Ritualised Confession

Chapter 26 of Deuteronomy discusses two offerings that are to be brought to the Temple by farmers and landowners.  One was an annual event: each year villagers would stream into Jerusalem in a colourful and noisy procession, bearing the first fruits of their crop. Fruits which they had marked out on the plant as soon as they had appeared by tying a ribbon around them.

Those who were close would bring dates and grapes and those from afar would bring dried figs and raisins. A bull would go before them and its horns would be plated with gold and it would have an olive crown around its head. The flute would play before them until they drew near to Jerusalem. (Mishnah Bikkurim 3,3)

When they reached the Temple they handed the fruit in a basket to a priest and recited a declaration, the first part of which is familiar to us from the Passover Haggadah.

My father was a wandering Syrian. He went down to Egypt, few in number, dwelt there and became a great mighty and populous nation. But the Egyptians dealt harshly with us and afflicted us; they subjected us to heavy labour. And we cried to the Lord, the God of our fathers, and the Lord heard our voice and saw our affliction, our labour, and our oppression. And the Lord brought us out from Egypt with a strong hand, an outstretched arm and great power, and by signs and wonders. He brought us to this place and gave us this land, a land flowing with milk and honey. And now behold, I bring the first fruits of the land…

Immediately after this passage, the Torah introduces another declaration, to be recited in the third and sixth years of every seven year cycle. In these years the poor of the land were to be given a tithe of all agricultural produce. Once the tithe had been given the farmer was to recite:

I have removed the sanctified produce from the house and also given it to the Levite, the stranger, the orphan and the widow, according to all your commandments that you have commanded me; I have not transgressed your commandments and I have not forgotten. I have not eaten it in mourning, I have not removed it in uncleanness and I have not given of it to the dead; I have listened to the voice of Lord my God, I have done all that you have commanded me. Look down from your holy habitation, from heaven, and bless your people Israel and the land you have given us as you promised our ancestors; a land flowing with milk and honey.

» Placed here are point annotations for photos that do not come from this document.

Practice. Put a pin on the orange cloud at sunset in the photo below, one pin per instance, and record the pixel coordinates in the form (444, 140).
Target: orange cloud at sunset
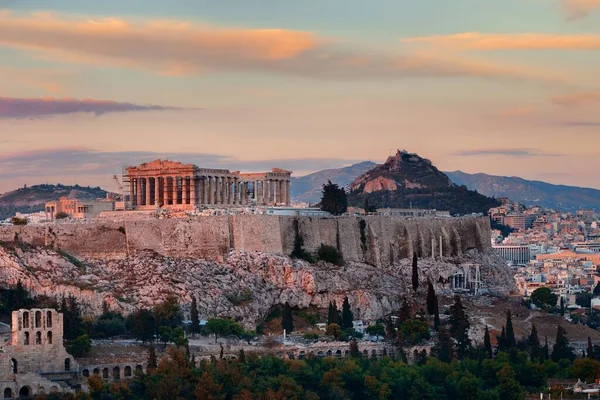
(174, 48)
(577, 99)
(510, 41)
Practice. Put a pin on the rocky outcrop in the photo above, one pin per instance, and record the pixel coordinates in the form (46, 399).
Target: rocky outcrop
(246, 285)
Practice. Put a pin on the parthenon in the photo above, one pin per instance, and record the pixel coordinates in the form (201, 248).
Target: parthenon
(170, 184)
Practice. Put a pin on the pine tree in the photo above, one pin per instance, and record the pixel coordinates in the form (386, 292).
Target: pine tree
(561, 349)
(347, 316)
(502, 341)
(511, 342)
(415, 277)
(194, 316)
(354, 351)
(404, 311)
(152, 363)
(533, 343)
(431, 298)
(545, 351)
(459, 328)
(487, 343)
(287, 319)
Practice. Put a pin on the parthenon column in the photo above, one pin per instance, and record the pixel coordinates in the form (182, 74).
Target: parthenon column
(138, 193)
(184, 189)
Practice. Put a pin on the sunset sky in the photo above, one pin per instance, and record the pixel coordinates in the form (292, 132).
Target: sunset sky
(506, 87)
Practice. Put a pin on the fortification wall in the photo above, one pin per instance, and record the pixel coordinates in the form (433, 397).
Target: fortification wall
(379, 241)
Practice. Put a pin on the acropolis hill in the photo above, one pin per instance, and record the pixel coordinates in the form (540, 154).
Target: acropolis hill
(238, 265)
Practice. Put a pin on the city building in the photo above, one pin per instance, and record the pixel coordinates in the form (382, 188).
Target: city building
(76, 208)
(171, 184)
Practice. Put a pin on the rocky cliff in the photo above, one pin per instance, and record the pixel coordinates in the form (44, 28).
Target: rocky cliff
(245, 286)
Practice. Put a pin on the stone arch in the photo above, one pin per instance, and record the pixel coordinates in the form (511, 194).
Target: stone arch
(25, 392)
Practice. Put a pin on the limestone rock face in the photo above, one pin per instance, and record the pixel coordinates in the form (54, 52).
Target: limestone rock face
(245, 285)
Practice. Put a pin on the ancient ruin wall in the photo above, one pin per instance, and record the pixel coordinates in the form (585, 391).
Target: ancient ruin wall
(382, 240)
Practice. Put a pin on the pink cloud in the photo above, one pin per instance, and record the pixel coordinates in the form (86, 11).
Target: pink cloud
(27, 108)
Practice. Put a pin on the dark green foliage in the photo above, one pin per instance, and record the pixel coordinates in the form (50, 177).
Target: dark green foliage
(334, 199)
(80, 346)
(347, 316)
(510, 333)
(195, 328)
(287, 319)
(584, 299)
(298, 251)
(544, 298)
(561, 349)
(363, 234)
(487, 343)
(415, 273)
(431, 298)
(459, 328)
(330, 254)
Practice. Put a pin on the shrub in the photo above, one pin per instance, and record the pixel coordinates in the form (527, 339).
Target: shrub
(330, 254)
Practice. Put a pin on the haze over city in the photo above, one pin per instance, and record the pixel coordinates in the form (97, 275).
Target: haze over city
(506, 88)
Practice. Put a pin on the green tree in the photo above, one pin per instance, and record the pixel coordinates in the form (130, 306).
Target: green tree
(544, 298)
(511, 342)
(80, 346)
(347, 316)
(194, 316)
(431, 298)
(459, 327)
(287, 319)
(487, 343)
(143, 325)
(561, 349)
(415, 274)
(334, 199)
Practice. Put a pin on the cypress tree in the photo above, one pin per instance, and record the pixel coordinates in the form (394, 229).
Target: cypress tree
(431, 298)
(194, 316)
(459, 327)
(510, 333)
(533, 343)
(487, 343)
(287, 319)
(415, 277)
(347, 316)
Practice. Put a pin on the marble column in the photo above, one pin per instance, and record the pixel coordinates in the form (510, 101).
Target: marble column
(138, 192)
(184, 189)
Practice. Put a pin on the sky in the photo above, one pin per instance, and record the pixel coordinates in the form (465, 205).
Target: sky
(501, 87)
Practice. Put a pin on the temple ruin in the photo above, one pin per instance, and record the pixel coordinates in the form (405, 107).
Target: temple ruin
(170, 184)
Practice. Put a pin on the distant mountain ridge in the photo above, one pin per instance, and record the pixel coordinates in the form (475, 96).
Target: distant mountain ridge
(408, 180)
(562, 197)
(32, 198)
(307, 189)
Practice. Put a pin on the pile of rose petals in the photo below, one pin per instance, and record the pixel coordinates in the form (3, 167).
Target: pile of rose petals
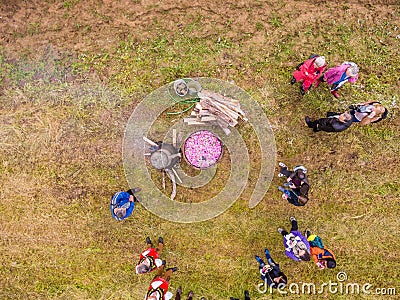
(203, 149)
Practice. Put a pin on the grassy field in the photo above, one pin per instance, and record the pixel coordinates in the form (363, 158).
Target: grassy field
(68, 89)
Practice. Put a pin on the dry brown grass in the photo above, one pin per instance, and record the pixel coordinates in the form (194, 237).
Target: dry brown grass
(61, 136)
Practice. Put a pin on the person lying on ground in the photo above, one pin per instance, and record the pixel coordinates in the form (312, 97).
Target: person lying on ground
(331, 124)
(179, 294)
(149, 259)
(158, 289)
(270, 272)
(296, 245)
(322, 256)
(246, 296)
(296, 179)
(368, 112)
(337, 76)
(123, 203)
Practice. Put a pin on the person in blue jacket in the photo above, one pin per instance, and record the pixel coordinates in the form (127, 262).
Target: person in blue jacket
(123, 203)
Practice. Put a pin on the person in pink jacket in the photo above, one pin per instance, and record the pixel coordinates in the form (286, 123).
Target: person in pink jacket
(308, 72)
(339, 75)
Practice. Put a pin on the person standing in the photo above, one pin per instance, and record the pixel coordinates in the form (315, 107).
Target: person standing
(307, 72)
(337, 76)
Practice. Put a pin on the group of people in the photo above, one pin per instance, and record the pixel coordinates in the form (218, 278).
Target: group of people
(298, 246)
(149, 261)
(311, 72)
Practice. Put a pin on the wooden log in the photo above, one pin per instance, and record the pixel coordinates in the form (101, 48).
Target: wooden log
(231, 117)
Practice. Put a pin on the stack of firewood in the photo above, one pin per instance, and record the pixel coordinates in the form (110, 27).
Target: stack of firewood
(216, 109)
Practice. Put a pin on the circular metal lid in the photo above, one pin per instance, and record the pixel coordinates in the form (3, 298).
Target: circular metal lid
(160, 159)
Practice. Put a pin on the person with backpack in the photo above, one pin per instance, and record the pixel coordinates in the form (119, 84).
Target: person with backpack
(149, 259)
(123, 203)
(158, 289)
(322, 256)
(270, 272)
(246, 296)
(337, 76)
(368, 112)
(308, 72)
(297, 182)
(296, 245)
(179, 294)
(336, 123)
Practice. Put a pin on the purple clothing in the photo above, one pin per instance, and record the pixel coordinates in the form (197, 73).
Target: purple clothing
(334, 74)
(290, 253)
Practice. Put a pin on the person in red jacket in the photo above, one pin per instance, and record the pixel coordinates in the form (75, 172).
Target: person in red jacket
(149, 259)
(308, 72)
(158, 289)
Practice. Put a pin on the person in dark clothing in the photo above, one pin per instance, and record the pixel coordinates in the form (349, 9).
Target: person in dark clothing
(271, 274)
(331, 124)
(297, 181)
(179, 294)
(246, 296)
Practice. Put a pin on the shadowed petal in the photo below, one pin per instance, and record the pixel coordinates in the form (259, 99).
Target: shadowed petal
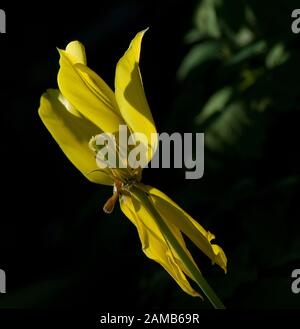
(154, 244)
(72, 133)
(130, 95)
(87, 91)
(174, 215)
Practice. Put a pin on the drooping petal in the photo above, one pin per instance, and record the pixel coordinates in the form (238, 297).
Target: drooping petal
(76, 52)
(72, 133)
(174, 215)
(130, 95)
(155, 245)
(91, 96)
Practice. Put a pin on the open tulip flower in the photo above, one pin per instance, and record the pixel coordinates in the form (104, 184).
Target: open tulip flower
(85, 106)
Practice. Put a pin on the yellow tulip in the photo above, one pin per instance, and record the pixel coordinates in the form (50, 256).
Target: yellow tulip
(85, 106)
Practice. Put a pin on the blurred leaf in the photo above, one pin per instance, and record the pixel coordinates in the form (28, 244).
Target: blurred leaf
(215, 104)
(206, 19)
(276, 56)
(198, 55)
(246, 53)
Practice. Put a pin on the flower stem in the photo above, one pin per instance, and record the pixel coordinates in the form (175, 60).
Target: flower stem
(198, 277)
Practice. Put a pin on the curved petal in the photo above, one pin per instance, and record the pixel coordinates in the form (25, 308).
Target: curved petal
(87, 91)
(154, 244)
(76, 52)
(130, 95)
(174, 215)
(72, 133)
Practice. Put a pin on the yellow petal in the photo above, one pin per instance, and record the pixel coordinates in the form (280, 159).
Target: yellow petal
(72, 133)
(154, 244)
(173, 214)
(131, 97)
(76, 52)
(87, 92)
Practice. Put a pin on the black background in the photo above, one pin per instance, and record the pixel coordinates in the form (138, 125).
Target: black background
(57, 247)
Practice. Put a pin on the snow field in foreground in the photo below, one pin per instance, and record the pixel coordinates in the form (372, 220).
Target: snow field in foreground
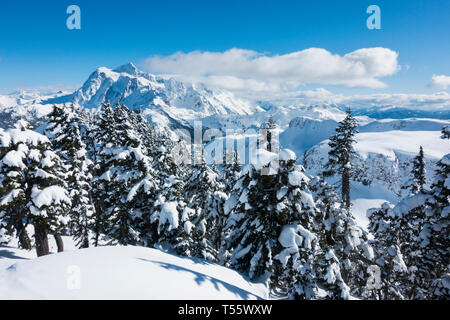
(120, 273)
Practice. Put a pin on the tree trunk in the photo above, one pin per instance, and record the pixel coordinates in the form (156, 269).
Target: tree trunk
(59, 242)
(346, 188)
(41, 237)
(24, 239)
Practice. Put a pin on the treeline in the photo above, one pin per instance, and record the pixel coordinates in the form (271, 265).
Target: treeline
(110, 177)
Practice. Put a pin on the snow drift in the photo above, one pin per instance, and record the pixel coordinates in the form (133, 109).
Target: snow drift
(123, 273)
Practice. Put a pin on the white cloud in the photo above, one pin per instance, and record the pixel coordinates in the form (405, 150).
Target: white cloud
(247, 70)
(440, 81)
(435, 101)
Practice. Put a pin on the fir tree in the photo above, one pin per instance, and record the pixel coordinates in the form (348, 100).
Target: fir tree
(341, 154)
(345, 251)
(64, 130)
(35, 191)
(435, 245)
(393, 280)
(204, 194)
(418, 173)
(267, 211)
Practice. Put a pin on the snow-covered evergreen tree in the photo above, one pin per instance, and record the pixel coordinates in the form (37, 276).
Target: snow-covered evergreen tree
(418, 172)
(435, 245)
(172, 219)
(34, 191)
(123, 175)
(204, 194)
(393, 280)
(341, 154)
(65, 133)
(345, 251)
(270, 218)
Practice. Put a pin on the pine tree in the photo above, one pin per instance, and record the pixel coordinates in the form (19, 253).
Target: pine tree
(34, 190)
(172, 218)
(435, 245)
(341, 154)
(384, 226)
(64, 130)
(345, 251)
(418, 172)
(204, 194)
(270, 214)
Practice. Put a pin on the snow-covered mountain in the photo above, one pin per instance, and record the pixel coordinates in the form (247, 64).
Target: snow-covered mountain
(115, 272)
(389, 136)
(157, 97)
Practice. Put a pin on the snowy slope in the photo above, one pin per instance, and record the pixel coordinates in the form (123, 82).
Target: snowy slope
(383, 164)
(140, 90)
(122, 273)
(27, 105)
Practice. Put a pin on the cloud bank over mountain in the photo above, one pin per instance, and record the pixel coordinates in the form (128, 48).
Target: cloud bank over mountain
(248, 70)
(440, 81)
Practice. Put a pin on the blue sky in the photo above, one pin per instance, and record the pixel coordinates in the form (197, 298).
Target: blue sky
(37, 50)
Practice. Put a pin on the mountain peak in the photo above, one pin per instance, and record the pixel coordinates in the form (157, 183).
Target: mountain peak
(129, 68)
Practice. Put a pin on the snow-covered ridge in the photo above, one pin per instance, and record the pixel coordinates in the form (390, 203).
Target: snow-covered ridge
(123, 273)
(384, 157)
(140, 90)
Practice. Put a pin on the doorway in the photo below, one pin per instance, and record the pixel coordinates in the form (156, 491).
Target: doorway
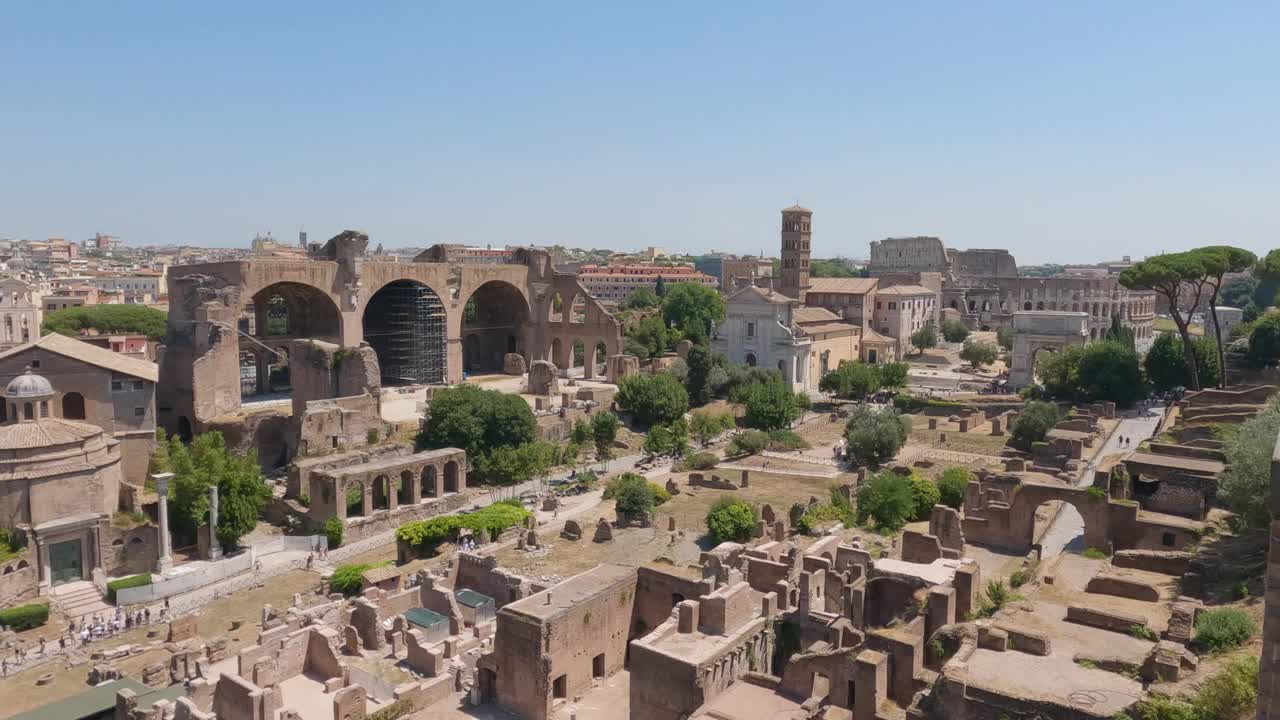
(65, 563)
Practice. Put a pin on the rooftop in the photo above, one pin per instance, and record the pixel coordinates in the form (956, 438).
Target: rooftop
(904, 290)
(91, 354)
(848, 286)
(572, 592)
(1189, 464)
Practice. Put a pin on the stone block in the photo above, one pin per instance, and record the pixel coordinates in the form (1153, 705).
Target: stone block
(543, 378)
(513, 364)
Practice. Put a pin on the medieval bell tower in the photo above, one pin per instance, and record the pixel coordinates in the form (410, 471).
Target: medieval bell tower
(796, 235)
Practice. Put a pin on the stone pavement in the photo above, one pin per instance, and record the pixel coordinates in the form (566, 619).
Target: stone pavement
(1066, 532)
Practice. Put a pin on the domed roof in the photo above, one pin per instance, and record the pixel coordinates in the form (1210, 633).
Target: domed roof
(28, 384)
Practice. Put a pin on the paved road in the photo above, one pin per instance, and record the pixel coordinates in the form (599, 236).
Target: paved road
(1066, 533)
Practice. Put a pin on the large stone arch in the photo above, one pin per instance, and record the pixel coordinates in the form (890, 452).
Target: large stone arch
(307, 313)
(406, 323)
(1038, 331)
(496, 318)
(1011, 525)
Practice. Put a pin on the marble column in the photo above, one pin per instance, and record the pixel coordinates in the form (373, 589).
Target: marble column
(161, 482)
(215, 548)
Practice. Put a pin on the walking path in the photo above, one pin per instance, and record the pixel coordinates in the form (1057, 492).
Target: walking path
(1066, 531)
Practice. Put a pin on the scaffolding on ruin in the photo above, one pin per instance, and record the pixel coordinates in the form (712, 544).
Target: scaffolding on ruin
(405, 324)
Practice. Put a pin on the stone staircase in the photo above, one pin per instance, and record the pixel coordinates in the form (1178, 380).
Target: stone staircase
(81, 598)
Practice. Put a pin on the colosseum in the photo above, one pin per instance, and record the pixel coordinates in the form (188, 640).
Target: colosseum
(984, 288)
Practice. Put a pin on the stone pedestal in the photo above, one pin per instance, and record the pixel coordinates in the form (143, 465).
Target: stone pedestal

These two declarations are the earliest examples of fixed Jewish prayer.

When the Mishnah refers to these two declarations, the one to be read over first fruits and the other to be read over the second tithe, it calls them by the name viddui (M. Bikkurim 2,2; M. Ma’aser Sheni 5,10). It is a word that does not appear anywhere in the Bible. Usually translated as confession, the word comes from the grammatical root ydh; the same root as the verb to thank or acknowledge. In these two instances the viddui is probably best understood as an expression of gratitude for divine bounty, for the harvest commemorated in these two rituals.

But the root ydh is also commonly used in the Torah to signify a confession. It is used to designate the confession that is recited when someone brings a sin offering, and the confession over sins that the High Priest makes on behalf of the whole nation on Yom Kippur. In neither of these cases does the Torah prescribe the words that are to be used; these confessions are to be framed according to circumstances. The Mishnah also calls these confessions viddui (M. Megillah 2,5) .

So it appears that as far as the the Mishnah is concerened the word viddui can mean both a formal liturgical declaration and an unspecified confession.

By the time of the Talmud however, the word viddui has taken on a third meaning. The Talmud (Berachot 17a) lists a series of confessional formulae that different rabbis composed for their personal use. The confession that Rav Hamnuna borrowed from Rava (which we still recite today) is described as a viddui:

After his prayer, Rava said the following: My God, before I was created I was not worthy, and now that I have been created it is as if I had not been created. I am dust in my life, all the more so in my death. Behold I am before You like a vessel filled with shame and humiliation. Therefore, may it be your will, Lord my God, that I will sin no more, and those sins I have committed before you, cleanse in your great mercy but not by by means of suffering and illness. This is the confession of Rav Hamnuna Zuti on Yom Kippur.

The confession that we recite on Yom Kippur, ashamnu, bagadenu, gazalnu etc., is also described as a viddui.  It is a formal, confession using a prescribed form of words, different to that of Rav Hamnuna but because it is recited communally.

The fixed, public viddui  is post-Talmudic and underscores a significant shift in our Jewish conception of confession. The confessions listed in Berachot 17a were statements from the hearts. They were almost certainly not intended to become formulae for public recitation. But as halacha became formalised, personal compositions gave way to prescribed formulae. Because the Mishnah had used the word viddui to designate both the practice of confession and those formulae set out in over Deuteronomy 26, it was logical to refer to the fixed confession formula by the same name.

Confession became ritualised. It shifted from being a personal matter, in which each worshipper reflected on their own wrongdoings and composed confessions from the heart, to a public event, in which all possible categories of offences were recited by everyone. The challenge today is to relate the formula we recite to the things that we know in our heart we didn’t get right and need to improve.